Stella’s conversation with the doctor brought her attention back to them.
“I’m glad you could identify Candace,” Stella was saying. “Saves us from having to make her parents do it.”
McGinnis wore a somber expression. “I’ve been this child’s doctor since she was a little girl.”
Mattie hadn’t thought of that. But of course, this man was the only doctor in town.
Sheriff McCoy spoke, his voice deep and solemn with sympathy. “I know how hard this must be for you, Dr. McGinnis. Can you share any thoughts about her and what might have gone wrong up here?”
The doctor nodded, but he looked back at Stella. “I need to get a body temperature. Under the arm will do. We can disturb her clothing as little as possible.”
“All right.” Stella assisted, both of them moving the girl’s body with care. “This is a skimpy top she has on under her jacket for this time of year. And pretty fancy underwear.”
Mattie caught a glimpse of a black spaghetti-strap-and-lace concoction covering a chest not yet fully developed. The girl was barely past the training bra stage.
After placing the thermometer, McGinnis shifted from kneeling to settle back on his heels to wait, obviously uncomfortable holding the position on the rocky ground. He looked up at the sheriff. “Candace had a respiratory condition, asthma, and several allergies that would set off her episodes. Her condition has been relatively under control with medications during the past few years. I haven’t seen her in my office as much as I used to. But it concerns me that it looks like she’s died of asphyxia.”
“Any thoughts on that?” Stella asked.
“There are some plants up here that might have set her off,” McGinnis said, glancing around the area. “You should search her pockets for her inhaler.”
Mattie spoke up. “Her mother said she found Candace’s inhaler on her dresser at home.”
McGinnis looked at Stella. “Another thought . . . she could have choked on something like a piece of hard candy.”
“Shall we look in her mouth?” Stella asked.
“We should,” McGinnis said, carefully removing the thermometer, reading it, and then making a notation on a pad. “But if it’s lodged between her vocal cords, I won’t be able to see it.”
“Let’s have you take a look anyway.”
McGinnis took a scope from his kit, and while Stella helped him open the girl’s jaw as much as possible considering the rigor, he peered inside. “I can’t see anything. If there’s anything there, it’ll stay put for the medical examiner to find.”
Each time Stella and the doctor moved the girl, they returned her to the position in which she’d been found, arms bent and hands crossed carefully on her chest.

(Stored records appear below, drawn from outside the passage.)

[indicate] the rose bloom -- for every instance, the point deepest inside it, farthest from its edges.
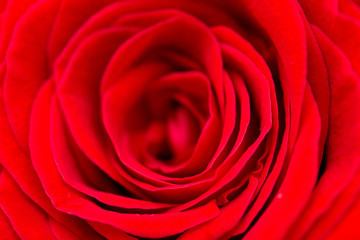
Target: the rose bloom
(179, 119)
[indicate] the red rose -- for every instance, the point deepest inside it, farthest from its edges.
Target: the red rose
(182, 119)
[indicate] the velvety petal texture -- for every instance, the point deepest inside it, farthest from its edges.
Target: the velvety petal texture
(183, 119)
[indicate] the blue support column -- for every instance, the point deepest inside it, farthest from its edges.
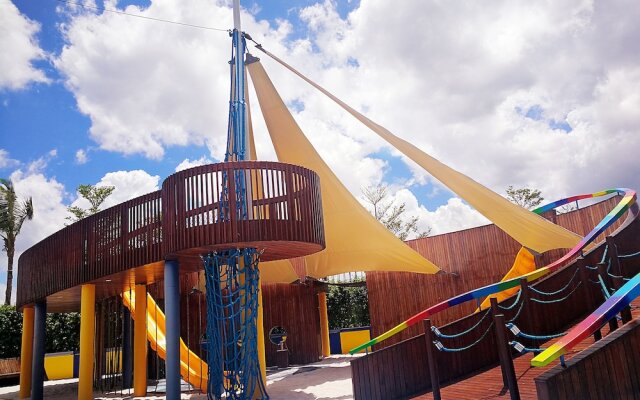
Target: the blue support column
(172, 311)
(39, 332)
(127, 359)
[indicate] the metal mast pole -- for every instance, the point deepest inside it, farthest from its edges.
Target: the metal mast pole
(239, 116)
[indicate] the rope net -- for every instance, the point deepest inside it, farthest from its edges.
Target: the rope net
(232, 283)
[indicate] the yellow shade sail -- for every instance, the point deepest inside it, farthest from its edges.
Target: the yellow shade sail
(280, 271)
(529, 229)
(522, 265)
(355, 241)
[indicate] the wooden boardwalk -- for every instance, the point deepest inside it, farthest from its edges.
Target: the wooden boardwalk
(488, 384)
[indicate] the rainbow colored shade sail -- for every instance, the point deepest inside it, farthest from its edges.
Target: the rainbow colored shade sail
(620, 299)
(629, 198)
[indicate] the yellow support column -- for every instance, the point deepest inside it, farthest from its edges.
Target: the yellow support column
(87, 335)
(26, 353)
(262, 358)
(324, 323)
(140, 342)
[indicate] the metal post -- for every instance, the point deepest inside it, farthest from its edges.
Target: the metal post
(530, 308)
(494, 313)
(39, 333)
(591, 304)
(431, 358)
(140, 342)
(126, 350)
(505, 357)
(625, 313)
(87, 337)
(324, 323)
(172, 311)
(26, 352)
(239, 123)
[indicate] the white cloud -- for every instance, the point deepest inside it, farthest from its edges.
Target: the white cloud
(6, 161)
(452, 216)
(48, 215)
(49, 196)
(18, 49)
(81, 157)
(128, 185)
(455, 79)
(187, 163)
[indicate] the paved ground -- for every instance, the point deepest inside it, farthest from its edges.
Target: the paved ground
(329, 379)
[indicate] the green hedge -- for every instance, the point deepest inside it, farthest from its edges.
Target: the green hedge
(63, 332)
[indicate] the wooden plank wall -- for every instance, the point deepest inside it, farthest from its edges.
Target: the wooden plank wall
(472, 258)
(400, 370)
(295, 308)
(609, 369)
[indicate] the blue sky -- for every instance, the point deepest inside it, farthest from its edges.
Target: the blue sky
(515, 93)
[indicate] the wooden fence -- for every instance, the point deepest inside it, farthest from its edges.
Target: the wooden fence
(401, 370)
(471, 258)
(609, 369)
(295, 308)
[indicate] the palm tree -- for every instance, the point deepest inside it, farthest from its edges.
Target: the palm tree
(12, 216)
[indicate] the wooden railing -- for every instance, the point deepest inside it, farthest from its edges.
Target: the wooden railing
(606, 370)
(191, 215)
(402, 370)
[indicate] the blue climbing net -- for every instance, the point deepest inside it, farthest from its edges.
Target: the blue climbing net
(232, 282)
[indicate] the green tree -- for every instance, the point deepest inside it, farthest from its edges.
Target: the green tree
(524, 197)
(348, 307)
(392, 216)
(13, 213)
(96, 195)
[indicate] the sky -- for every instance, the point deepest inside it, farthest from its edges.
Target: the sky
(531, 94)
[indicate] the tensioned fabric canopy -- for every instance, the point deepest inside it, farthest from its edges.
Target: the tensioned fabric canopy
(355, 240)
(528, 228)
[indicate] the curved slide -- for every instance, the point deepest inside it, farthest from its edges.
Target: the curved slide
(629, 198)
(192, 368)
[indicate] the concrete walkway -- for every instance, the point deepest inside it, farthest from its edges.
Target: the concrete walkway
(329, 379)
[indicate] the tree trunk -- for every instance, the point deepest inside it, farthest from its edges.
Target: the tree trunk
(10, 253)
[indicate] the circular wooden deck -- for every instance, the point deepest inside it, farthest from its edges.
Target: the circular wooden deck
(271, 206)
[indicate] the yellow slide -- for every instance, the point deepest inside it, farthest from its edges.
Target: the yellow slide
(523, 264)
(192, 368)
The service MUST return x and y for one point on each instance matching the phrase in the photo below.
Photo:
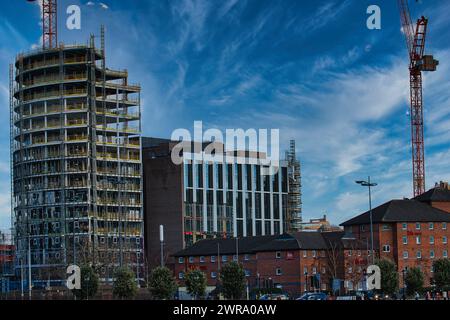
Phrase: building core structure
(76, 164)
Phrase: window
(418, 240)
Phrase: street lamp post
(306, 281)
(369, 184)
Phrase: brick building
(410, 232)
(297, 262)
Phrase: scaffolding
(294, 210)
(76, 163)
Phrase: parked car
(278, 296)
(313, 296)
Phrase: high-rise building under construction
(76, 163)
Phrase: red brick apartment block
(411, 233)
(297, 262)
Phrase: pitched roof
(401, 211)
(285, 242)
(435, 194)
(209, 247)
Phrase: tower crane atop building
(49, 23)
(418, 62)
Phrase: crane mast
(49, 23)
(418, 62)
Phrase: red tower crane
(49, 23)
(418, 62)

Stella gestured toward the corpse. “Do you have an opinion about the posing?” she asked McGinnis.
Pausing to think, the doctor stared at Candace and spoke slowly. “It looks like someone who cared about her put her in that position.”
“I agree. Or someone with remorse,” Stella said.
McGinnis shrugged. “I suppose so.”
“Most kids carry a backpack or something to and from school,” Mattie said. “I haven’t found anything like that up here.”
Stella acknowledged Mattie with a nod. “Let’s turn her slightly, Doc. Doesn’t look like there’s anything under her, but I’d like to take a peek.”